Uyuşturucu kullanım yaşı düştü mü?

Uyuşturucu kullanımının ilkokul yaşına, 8-9 yaşlarına kadar düştüğünü polis kayıtlarından biliyorum. İlkokul ve liselerde bu konuyla ilgili hem psikolojik hem de sosyolojik açıdan narkotikle birlikte yoğun çalışmalar yaptık.

Bu durumun önüne geçmek için ne yapılmalı?

Toplum değişik bir yapıya geldi. Çocuğa çok fazla şey vermek, maddi şeylerle onu sürekli beslemek o çocuğun doygun hissetmesini sağlamıyor. Çocuklar sürekli daha fazla olması gibi bir ruh halinin içine giriyorlar. Çocuklarımızı sorumluluk alma konusunda yeterince eğitmiyoruz. Yalnızca Türkiye'de değil, dünyada da böyle. Anne baba çocukları için her şeyi yapıyor. Çocuk her şey kendisine verilecek gibi hissediyor. Çocuk hayata karıştığında bu noktada yalpalayabiliyor. Bu uyuşturucular “şeker” olarak çok rahatlıkla çocuklar arasında yayılabiliyor.
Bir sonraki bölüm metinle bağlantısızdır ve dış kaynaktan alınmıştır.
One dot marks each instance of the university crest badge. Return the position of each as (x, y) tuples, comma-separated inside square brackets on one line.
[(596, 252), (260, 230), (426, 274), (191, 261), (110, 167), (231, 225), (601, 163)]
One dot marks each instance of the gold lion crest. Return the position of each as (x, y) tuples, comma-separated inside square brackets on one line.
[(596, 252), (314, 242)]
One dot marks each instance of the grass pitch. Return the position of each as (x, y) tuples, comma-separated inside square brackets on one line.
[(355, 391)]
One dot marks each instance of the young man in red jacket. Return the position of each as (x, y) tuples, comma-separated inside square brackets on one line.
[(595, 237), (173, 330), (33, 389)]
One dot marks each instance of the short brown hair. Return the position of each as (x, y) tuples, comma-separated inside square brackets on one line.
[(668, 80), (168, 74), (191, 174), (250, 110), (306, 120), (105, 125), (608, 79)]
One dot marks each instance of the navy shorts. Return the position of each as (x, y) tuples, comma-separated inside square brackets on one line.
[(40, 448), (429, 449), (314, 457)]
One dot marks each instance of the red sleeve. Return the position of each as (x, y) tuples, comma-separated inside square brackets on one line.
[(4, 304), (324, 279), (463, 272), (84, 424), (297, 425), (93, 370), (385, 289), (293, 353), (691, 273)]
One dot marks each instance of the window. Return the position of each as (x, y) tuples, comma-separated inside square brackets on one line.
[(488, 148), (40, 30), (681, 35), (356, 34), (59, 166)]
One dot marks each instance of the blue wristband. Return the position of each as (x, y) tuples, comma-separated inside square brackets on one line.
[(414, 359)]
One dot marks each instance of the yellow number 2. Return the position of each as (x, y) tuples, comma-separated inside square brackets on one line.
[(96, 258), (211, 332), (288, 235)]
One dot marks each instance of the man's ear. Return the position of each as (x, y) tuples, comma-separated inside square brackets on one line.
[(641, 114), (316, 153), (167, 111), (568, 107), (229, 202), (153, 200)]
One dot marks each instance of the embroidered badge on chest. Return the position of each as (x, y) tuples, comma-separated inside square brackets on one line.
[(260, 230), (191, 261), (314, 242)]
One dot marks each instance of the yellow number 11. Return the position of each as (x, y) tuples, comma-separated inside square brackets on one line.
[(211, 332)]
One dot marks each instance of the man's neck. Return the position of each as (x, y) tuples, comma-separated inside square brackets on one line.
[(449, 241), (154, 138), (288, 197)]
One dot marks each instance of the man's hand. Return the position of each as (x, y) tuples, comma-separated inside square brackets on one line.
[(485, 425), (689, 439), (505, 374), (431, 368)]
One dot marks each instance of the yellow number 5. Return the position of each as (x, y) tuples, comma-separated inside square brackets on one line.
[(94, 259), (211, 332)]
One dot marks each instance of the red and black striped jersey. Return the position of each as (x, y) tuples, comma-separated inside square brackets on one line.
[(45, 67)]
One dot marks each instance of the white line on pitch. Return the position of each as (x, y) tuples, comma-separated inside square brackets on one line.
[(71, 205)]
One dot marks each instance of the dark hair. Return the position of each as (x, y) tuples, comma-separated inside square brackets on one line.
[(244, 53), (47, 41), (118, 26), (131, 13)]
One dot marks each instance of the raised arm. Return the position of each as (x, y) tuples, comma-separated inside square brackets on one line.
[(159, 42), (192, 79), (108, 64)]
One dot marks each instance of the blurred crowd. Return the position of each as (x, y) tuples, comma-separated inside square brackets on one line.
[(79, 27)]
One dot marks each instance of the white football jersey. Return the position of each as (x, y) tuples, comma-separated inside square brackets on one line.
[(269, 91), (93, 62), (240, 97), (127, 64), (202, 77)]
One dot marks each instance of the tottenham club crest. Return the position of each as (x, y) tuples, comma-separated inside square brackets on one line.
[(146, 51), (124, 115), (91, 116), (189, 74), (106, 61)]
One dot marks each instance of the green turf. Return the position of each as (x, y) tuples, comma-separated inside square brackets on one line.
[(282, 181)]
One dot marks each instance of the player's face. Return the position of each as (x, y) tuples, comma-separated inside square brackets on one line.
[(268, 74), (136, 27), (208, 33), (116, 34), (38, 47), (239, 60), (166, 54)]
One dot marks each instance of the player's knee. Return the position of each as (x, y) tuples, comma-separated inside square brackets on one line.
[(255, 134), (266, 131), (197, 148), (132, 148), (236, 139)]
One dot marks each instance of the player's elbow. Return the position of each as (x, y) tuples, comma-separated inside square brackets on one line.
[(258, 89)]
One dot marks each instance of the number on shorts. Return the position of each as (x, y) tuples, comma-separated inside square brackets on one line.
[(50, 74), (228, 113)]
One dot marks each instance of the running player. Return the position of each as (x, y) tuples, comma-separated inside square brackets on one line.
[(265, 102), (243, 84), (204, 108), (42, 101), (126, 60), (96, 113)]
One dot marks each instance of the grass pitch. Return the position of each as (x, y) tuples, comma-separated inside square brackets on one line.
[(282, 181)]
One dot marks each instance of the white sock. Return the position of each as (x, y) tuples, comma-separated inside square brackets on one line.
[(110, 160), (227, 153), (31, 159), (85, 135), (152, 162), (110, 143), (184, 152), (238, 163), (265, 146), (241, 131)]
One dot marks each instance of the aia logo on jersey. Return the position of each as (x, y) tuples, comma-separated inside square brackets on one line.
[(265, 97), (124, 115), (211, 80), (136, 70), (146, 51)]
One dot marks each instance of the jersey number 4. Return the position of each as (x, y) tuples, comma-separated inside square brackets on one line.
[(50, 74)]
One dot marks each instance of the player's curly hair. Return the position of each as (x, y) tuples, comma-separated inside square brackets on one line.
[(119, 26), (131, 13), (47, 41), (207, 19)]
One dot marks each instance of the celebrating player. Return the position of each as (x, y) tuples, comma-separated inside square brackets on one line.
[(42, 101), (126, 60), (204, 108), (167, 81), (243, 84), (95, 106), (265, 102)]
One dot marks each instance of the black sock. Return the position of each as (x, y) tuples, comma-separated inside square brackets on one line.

Çok da fazla bir denetimi olmuyor. Olsa da gözden kaçabiliyor. Bu yaygın bir şekilde her yerde var. Ben anne babalara akşamları çocuklarına fark ettirmeden çocuğun çantasını kontrol etmesini tavsiye ediyorum. Ona ait olmayan nesneler ya da şeker gibi haplar bulduğunuzda burada bir tehlike var demektir.